Another worry is that we may have drifted toward non-cognitivism. But we have followed Foot in thinking about practical rationality as a cognitive ability. It is the ability to see reasons for action, and the ability to see actions as justified or not. We have also followed Foot in thinking that judgments of goodness and defect (whether natural or moral) can be inferred from the properties of an individual of a certain kind together with the ways members of that kind are supposed to be—in the case of human moral agents, practically rational in pursuit of human flourishing and other endorsable ends. What counts as good and bad human character is not a matter of our subjective attitudes, but is a judgment that involves evaluating human moral agents against a defined standard. Thus, our account of moral evaluation as a variety of kind evaluation remains an effective response to both non-naturalism and non-cognitivism.

Conclusion

Foot is correct that moral evaluation and natural evaluation share a common form. But it is not, as she thinks, because there is a special type of evaluation that is attributable only to living things, evaluation based on the life form of individuals as members of a species. Instead, there is a more general type of evaluation—kind evaluation—that can be made of artifacts, living things, and human moral agents. Foot is also correct that, when it comes to kind-based evaluation, the facts about how members of the kind are supposed to be or supposed to go about the world are crucial. But this is not a special feature of moral or even natural evaluation. It is a feature of kind evaluation generally. What a thing is supposed to do or how it is supposed to be is dependent on facts about its kind, whether the kind is moral, natural, or artifactual. And Foot is correct that when the relevant kind for moral evaluation is considered, what members of the kind are supposed to do is to act in accordance with their well-exercised practical reason.

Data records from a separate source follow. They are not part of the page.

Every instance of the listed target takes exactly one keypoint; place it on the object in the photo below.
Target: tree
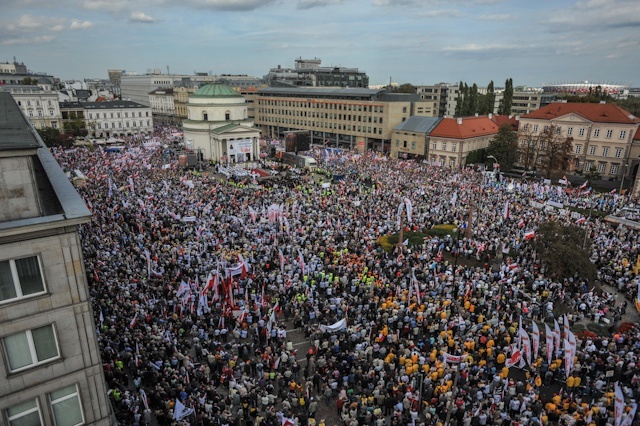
(555, 151)
(77, 127)
(50, 136)
(507, 99)
(473, 100)
(560, 250)
(459, 100)
(504, 146)
(486, 101)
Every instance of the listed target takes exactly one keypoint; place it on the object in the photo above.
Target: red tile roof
(597, 113)
(505, 119)
(471, 127)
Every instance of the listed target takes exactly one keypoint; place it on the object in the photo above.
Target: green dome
(216, 90)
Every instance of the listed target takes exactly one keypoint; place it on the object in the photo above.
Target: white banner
(453, 359)
(239, 146)
(337, 326)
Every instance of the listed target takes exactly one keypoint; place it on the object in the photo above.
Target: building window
(27, 413)
(31, 347)
(20, 278)
(66, 407)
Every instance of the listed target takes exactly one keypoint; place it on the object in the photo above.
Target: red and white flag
(133, 321)
(515, 357)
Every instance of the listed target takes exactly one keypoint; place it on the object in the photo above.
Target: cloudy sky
(409, 41)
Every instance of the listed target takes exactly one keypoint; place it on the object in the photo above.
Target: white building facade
(106, 119)
(218, 125)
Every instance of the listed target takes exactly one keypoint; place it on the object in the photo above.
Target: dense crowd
(197, 283)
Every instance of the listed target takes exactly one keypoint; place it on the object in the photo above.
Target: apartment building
(163, 105)
(342, 117)
(443, 95)
(410, 138)
(452, 139)
(602, 135)
(106, 119)
(39, 104)
(50, 367)
(524, 101)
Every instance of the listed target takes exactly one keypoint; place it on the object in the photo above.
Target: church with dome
(218, 125)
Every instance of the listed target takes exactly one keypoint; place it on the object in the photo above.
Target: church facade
(218, 126)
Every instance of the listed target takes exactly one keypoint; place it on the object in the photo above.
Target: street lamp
(454, 387)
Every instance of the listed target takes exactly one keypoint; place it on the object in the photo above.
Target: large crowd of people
(199, 282)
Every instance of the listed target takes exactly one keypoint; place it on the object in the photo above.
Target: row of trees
(548, 151)
(471, 102)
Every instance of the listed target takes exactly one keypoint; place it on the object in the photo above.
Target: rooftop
(418, 124)
(216, 90)
(469, 127)
(597, 113)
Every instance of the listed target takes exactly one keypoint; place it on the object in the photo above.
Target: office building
(602, 135)
(308, 72)
(50, 367)
(341, 117)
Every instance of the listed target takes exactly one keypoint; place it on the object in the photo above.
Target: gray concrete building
(50, 366)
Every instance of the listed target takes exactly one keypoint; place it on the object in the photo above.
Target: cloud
(229, 5)
(495, 17)
(479, 48)
(25, 40)
(446, 13)
(310, 4)
(29, 23)
(106, 5)
(142, 17)
(80, 25)
(598, 14)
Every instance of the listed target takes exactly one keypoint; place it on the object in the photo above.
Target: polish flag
(506, 213)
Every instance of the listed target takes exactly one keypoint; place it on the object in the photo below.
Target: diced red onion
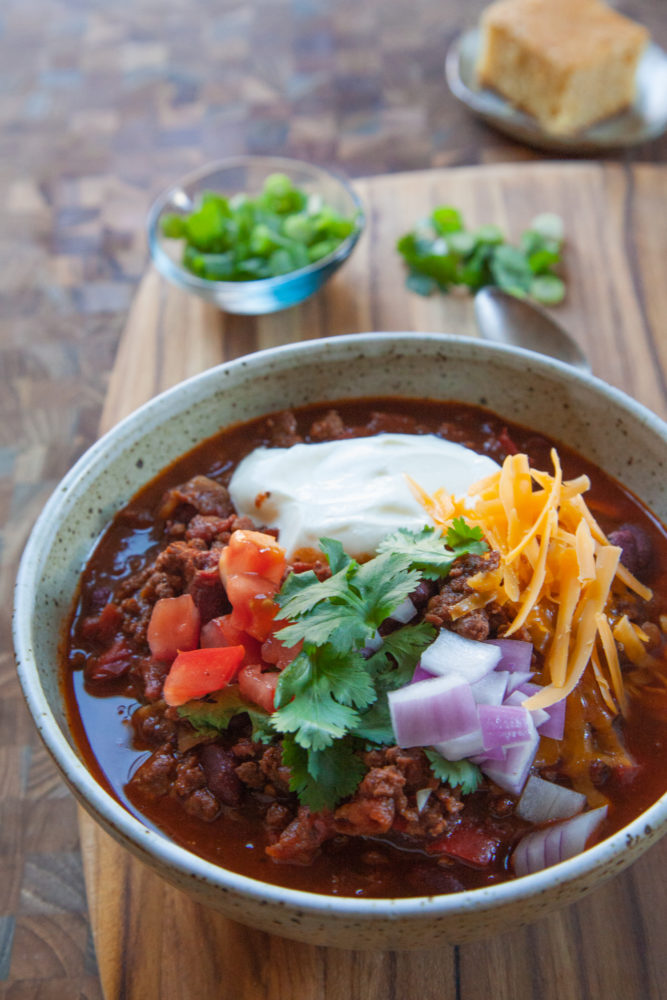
(498, 753)
(453, 653)
(544, 801)
(554, 727)
(511, 773)
(538, 715)
(542, 848)
(405, 612)
(515, 653)
(490, 689)
(428, 712)
(504, 725)
(460, 747)
(421, 675)
(516, 679)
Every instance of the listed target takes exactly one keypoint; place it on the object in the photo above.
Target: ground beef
(220, 774)
(330, 428)
(152, 726)
(454, 588)
(283, 431)
(155, 776)
(301, 839)
(200, 495)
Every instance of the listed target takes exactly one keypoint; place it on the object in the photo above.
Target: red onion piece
(543, 848)
(516, 679)
(498, 753)
(538, 715)
(427, 712)
(421, 675)
(453, 653)
(544, 801)
(460, 747)
(511, 773)
(554, 727)
(490, 689)
(504, 725)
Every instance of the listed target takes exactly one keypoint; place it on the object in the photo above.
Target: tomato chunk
(221, 631)
(253, 552)
(174, 627)
(251, 568)
(257, 686)
(198, 672)
(469, 844)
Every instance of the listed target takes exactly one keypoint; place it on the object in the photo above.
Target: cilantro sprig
(440, 253)
(331, 701)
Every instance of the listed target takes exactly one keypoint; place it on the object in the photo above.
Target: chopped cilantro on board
(440, 253)
(331, 701)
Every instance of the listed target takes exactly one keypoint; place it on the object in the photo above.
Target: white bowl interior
(601, 423)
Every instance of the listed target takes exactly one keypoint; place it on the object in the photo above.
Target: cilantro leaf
(315, 717)
(216, 712)
(393, 664)
(461, 536)
(319, 778)
(426, 550)
(461, 773)
(331, 696)
(334, 623)
(375, 726)
(440, 254)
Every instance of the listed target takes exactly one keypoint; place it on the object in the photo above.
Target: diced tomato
(253, 552)
(104, 626)
(251, 568)
(258, 687)
(198, 672)
(174, 627)
(276, 652)
(469, 844)
(112, 663)
(222, 632)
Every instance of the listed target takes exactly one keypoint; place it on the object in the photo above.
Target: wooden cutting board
(151, 940)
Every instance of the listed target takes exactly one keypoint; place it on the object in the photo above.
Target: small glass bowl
(246, 174)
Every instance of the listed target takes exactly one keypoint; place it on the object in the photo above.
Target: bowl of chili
(420, 847)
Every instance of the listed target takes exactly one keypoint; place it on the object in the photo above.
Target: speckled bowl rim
(153, 845)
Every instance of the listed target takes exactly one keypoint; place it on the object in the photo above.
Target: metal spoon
(505, 319)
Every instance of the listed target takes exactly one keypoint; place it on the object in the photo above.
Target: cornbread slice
(569, 63)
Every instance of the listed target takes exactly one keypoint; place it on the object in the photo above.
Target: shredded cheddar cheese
(556, 565)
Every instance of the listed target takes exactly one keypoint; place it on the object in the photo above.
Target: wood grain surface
(151, 940)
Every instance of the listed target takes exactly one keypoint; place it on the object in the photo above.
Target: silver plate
(645, 120)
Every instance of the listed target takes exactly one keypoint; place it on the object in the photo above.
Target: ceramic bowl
(600, 422)
(246, 174)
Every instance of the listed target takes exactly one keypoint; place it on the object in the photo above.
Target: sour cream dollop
(352, 490)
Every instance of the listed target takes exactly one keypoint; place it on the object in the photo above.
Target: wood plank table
(151, 940)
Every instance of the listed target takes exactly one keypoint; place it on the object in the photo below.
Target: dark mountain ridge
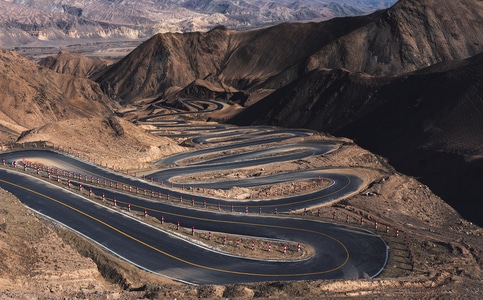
(406, 37)
(398, 81)
(428, 123)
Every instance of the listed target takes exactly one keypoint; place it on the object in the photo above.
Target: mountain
(428, 124)
(33, 95)
(364, 77)
(406, 37)
(66, 62)
(63, 22)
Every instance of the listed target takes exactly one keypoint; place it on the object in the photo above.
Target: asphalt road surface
(340, 251)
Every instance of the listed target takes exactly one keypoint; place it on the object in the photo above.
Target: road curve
(340, 251)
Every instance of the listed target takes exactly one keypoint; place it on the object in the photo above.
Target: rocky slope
(33, 95)
(406, 37)
(60, 23)
(428, 124)
(77, 65)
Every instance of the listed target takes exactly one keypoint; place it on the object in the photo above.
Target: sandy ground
(446, 249)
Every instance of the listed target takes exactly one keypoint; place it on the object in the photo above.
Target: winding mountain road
(340, 251)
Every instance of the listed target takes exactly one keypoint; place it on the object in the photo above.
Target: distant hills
(404, 82)
(59, 23)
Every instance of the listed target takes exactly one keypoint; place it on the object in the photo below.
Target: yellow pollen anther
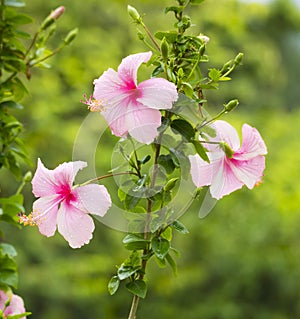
(93, 104)
(26, 219)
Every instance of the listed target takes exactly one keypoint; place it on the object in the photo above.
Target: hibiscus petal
(142, 123)
(127, 70)
(74, 225)
(65, 173)
(157, 93)
(201, 171)
(93, 199)
(43, 181)
(109, 89)
(224, 181)
(45, 213)
(252, 144)
(116, 119)
(249, 171)
(226, 133)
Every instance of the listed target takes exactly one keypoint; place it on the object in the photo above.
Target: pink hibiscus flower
(15, 305)
(128, 107)
(66, 207)
(231, 165)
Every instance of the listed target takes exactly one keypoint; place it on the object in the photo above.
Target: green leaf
(160, 246)
(22, 315)
(11, 104)
(169, 36)
(171, 184)
(8, 266)
(14, 3)
(138, 288)
(161, 263)
(188, 89)
(177, 225)
(21, 19)
(167, 162)
(183, 128)
(167, 234)
(135, 242)
(113, 285)
(214, 74)
(127, 271)
(131, 201)
(200, 150)
(172, 263)
(196, 1)
(8, 250)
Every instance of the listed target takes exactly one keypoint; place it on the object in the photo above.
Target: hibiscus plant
(169, 149)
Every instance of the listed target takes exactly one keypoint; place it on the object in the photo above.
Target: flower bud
(205, 39)
(52, 17)
(231, 105)
(164, 49)
(134, 14)
(238, 59)
(171, 184)
(57, 12)
(28, 177)
(71, 36)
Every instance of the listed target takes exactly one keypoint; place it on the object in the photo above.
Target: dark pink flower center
(65, 193)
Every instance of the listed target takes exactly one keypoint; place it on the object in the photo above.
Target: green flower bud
(171, 184)
(231, 105)
(71, 36)
(226, 66)
(238, 59)
(141, 36)
(134, 14)
(54, 15)
(164, 49)
(47, 23)
(28, 177)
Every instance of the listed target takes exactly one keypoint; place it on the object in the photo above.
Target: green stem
(133, 309)
(212, 120)
(106, 176)
(135, 300)
(150, 35)
(46, 57)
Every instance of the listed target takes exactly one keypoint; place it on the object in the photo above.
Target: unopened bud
(238, 59)
(171, 184)
(202, 49)
(28, 177)
(71, 36)
(205, 39)
(141, 36)
(134, 14)
(164, 49)
(55, 14)
(231, 105)
(52, 17)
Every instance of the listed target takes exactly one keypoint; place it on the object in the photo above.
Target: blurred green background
(243, 259)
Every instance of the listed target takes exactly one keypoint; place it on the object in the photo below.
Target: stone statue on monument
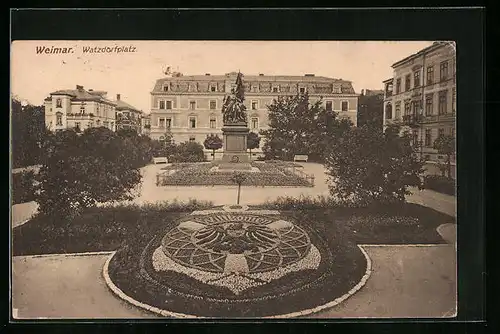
(233, 109)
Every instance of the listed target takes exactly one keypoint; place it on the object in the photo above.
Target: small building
(79, 109)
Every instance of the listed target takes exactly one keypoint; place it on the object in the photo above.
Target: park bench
(300, 157)
(160, 160)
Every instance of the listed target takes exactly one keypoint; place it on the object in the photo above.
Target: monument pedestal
(235, 155)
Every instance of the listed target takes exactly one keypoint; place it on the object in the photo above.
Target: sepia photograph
(233, 179)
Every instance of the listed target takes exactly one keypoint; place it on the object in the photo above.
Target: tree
(369, 167)
(213, 142)
(83, 170)
(299, 127)
(253, 141)
(445, 144)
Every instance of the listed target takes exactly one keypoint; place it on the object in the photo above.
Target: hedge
(440, 184)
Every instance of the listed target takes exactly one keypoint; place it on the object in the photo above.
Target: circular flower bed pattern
(236, 262)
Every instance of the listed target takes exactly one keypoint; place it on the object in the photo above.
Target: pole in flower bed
(238, 178)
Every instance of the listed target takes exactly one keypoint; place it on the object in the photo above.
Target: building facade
(127, 116)
(190, 106)
(371, 108)
(421, 96)
(79, 109)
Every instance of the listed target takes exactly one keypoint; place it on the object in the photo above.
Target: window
(398, 110)
(255, 123)
(329, 105)
(442, 103)
(345, 105)
(407, 82)
(428, 137)
(430, 75)
(428, 106)
(58, 118)
(192, 122)
(407, 108)
(416, 79)
(388, 111)
(443, 71)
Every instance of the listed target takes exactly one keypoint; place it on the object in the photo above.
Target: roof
(122, 105)
(83, 95)
(435, 45)
(345, 84)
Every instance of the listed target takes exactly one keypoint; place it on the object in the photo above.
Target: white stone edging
(166, 313)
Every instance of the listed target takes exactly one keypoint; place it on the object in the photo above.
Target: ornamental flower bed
(201, 174)
(293, 270)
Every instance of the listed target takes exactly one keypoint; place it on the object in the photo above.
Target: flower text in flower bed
(237, 264)
(204, 174)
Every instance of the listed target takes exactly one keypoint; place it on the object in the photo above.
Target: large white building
(190, 106)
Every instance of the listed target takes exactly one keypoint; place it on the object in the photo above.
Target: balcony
(412, 120)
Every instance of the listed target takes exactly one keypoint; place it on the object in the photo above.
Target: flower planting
(203, 174)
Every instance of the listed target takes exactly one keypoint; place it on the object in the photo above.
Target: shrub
(368, 167)
(440, 184)
(23, 189)
(83, 170)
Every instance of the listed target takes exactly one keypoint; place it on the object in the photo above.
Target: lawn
(285, 174)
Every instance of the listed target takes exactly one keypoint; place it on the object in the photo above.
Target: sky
(133, 74)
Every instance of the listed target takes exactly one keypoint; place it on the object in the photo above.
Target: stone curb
(67, 254)
(166, 313)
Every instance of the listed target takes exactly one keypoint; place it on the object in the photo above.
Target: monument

However, Foot is mistaken in thinking the relevant kind for moral evaluation is the same that is appropriate to evaluations with respect to health. Instead of “the human form of life,” the appropriate kind for moral evaluation is human moral agent. She is also wrong to think that a substantive account of the goods or ends for human moral agents can be given by looking at the human form of life alone, as it also requires a substantive account of the conditions of moral agency. Certainly we are biological creatures, and our biological nature is relevant to what it is rational for us to do and how it is rational for us to be, but we cannot derive moral evaluation entirely from facts about biology, evolutionary history, or current practices. We must also look to what it means to be a moral agent, and the ways that human moral agents use their practical rationality in pursuit of living well.